Wilhelm essaya de ne pas se montrer surpris mais il ne put se retenir d'ouvrir de grands yeux. Ainsi donc, en plus de posséder des demeures luxueuses, une partie de sa famille dirigeait Hesse-Cassel politiquement et financièrement. De mieux en mieux. Ça expliquait comment ils pouvaient se payer des manoirs. Il aurait aimé questionner la CPE d'avantage mais son malaise augmentait de seconde en seconde. Il essaya de prendre de grandes inspirations discrètes pour dissiper la nausée qui lui mettait le cœur au bord des lèvres. Cela ne venait plus de l'impression tenace que la femme devant lui était familière mais d'un mal physique. Est-ce qu'il y avait quelque chose qu'il digérait mal ?

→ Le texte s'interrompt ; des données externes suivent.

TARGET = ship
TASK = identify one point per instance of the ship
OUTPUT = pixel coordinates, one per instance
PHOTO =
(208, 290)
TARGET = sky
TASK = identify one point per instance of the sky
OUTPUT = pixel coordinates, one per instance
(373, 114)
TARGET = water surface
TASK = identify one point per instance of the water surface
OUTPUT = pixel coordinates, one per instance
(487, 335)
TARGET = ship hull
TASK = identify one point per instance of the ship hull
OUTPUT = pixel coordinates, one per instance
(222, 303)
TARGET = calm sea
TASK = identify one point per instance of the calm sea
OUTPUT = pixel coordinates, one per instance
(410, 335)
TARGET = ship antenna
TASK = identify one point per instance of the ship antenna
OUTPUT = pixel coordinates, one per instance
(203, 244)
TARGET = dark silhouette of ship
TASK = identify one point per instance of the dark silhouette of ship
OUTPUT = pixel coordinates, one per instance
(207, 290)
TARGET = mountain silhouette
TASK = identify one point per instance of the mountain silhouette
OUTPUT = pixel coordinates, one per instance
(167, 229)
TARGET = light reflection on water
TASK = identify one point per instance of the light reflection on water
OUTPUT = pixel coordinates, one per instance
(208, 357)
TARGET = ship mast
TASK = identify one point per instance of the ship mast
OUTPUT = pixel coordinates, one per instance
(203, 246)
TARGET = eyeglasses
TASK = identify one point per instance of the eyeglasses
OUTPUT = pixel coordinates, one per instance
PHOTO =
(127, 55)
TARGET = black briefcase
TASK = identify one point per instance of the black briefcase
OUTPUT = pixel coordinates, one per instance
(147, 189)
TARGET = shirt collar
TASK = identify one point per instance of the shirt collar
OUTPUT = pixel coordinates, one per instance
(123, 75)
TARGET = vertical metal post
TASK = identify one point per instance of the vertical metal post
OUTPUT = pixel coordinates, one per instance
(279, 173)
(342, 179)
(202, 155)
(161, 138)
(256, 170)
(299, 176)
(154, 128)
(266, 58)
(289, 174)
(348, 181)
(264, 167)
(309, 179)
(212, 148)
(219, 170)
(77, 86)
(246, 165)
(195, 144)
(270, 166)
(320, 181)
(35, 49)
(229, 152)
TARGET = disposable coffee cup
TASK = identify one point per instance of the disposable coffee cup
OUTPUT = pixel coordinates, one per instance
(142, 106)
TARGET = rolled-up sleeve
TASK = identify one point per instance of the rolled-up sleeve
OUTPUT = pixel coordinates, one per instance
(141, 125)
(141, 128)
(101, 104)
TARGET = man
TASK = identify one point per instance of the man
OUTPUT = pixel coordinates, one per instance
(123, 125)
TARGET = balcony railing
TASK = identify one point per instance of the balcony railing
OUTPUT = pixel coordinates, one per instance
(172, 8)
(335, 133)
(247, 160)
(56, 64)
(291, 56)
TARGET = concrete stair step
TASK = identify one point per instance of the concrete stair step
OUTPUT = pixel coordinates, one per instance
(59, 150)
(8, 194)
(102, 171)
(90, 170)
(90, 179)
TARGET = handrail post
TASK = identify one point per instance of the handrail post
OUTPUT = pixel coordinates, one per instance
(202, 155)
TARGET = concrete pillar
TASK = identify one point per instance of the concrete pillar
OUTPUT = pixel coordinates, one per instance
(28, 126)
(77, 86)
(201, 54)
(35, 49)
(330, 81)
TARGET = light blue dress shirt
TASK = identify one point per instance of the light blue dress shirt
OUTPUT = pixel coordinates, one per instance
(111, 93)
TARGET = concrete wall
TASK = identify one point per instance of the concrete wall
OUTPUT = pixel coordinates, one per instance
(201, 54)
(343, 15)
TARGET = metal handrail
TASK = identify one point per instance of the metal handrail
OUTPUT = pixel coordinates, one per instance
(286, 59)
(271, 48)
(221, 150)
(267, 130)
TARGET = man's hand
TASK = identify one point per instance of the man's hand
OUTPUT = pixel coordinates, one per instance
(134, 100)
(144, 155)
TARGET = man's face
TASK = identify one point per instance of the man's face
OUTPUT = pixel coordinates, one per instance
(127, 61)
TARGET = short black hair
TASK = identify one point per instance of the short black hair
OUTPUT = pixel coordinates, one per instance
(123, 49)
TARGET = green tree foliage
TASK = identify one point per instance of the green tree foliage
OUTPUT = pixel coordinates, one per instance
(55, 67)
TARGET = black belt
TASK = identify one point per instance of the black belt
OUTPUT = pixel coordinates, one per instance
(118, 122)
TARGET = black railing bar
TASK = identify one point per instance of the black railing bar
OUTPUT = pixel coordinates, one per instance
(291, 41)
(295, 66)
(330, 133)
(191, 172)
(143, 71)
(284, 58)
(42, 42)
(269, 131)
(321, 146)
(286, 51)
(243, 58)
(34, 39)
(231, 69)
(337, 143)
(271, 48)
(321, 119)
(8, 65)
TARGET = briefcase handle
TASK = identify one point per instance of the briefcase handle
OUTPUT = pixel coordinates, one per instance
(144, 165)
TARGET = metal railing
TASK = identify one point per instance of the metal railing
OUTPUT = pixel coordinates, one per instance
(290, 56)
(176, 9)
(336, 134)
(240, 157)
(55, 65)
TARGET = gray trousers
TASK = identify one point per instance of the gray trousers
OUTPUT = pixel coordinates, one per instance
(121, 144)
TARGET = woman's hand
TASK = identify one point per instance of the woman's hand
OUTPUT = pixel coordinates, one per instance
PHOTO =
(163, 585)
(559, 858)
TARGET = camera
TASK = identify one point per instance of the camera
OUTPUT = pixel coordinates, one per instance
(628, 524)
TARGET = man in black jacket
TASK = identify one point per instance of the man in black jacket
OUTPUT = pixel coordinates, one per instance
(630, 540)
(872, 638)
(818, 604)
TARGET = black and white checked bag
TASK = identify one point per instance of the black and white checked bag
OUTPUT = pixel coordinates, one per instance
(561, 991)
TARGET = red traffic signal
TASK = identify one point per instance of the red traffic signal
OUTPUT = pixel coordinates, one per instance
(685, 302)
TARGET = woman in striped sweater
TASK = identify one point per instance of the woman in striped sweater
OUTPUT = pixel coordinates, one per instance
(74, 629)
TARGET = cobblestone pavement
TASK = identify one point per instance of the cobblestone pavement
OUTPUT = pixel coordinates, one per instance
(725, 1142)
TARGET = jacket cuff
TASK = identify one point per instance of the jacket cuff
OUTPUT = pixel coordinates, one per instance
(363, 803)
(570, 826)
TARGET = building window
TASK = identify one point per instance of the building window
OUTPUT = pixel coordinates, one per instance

- Bien, assez de questions sur toi. Je ne t'ai pas fait venir pour te réprimander même si je n'approuve pas les querelles. Tu es un nouvel arrivant et je compte sur toi pour t'intégrer au mieux et ne pas répondre aux provocations que des élèves comme Blaise pourraient t'adresser. Il a déjà un dossier scolaire bien fourni mais ne te laisse pas impressionner. Si jamais il te pose à nouveau le moindre problème, viens me voir. Ma porte sera toujours ouverte. C'est tout ce que j'avais à te dire pour le moment. Je ne vais pas te retenir plus longtemps, tu peux y aller.
Wilhelm se contenta d'acquiescer, soulagé que cette entrevue en reste là. Il se leva et passa son sac sur son épaule. Ce simple geste lui fit tourner la tête. Il ne laissa rien paraître et quitta le bureau de la CPE en refermant soigneusement derrière lui. Il fit quelques pas chancelants dans le couloir. Les murs autour de lui semblaient bouger et sa vision se brouillait. Ce n'était pas bon, pas bon du tout. Sa respiration s'accéléra et il sentit ses jambes trembler. Wilhelm ne comprenait pas ce qui lui arrivait mais il était sûr d'une chose : il devait aller à l'infirmerie avant de s'écrouler pour de bon. Une voix moqueuse s'éleva derrière lui :
- Alors Rosenwald, on s'est fait gronder par la CPE ?
Wilhelm se tourna vers Blaise en titubant. Il tangua et se rattrapa de justesse au mur, trop faible pour répliquer que le moment pour une joute verbale était mal choisi.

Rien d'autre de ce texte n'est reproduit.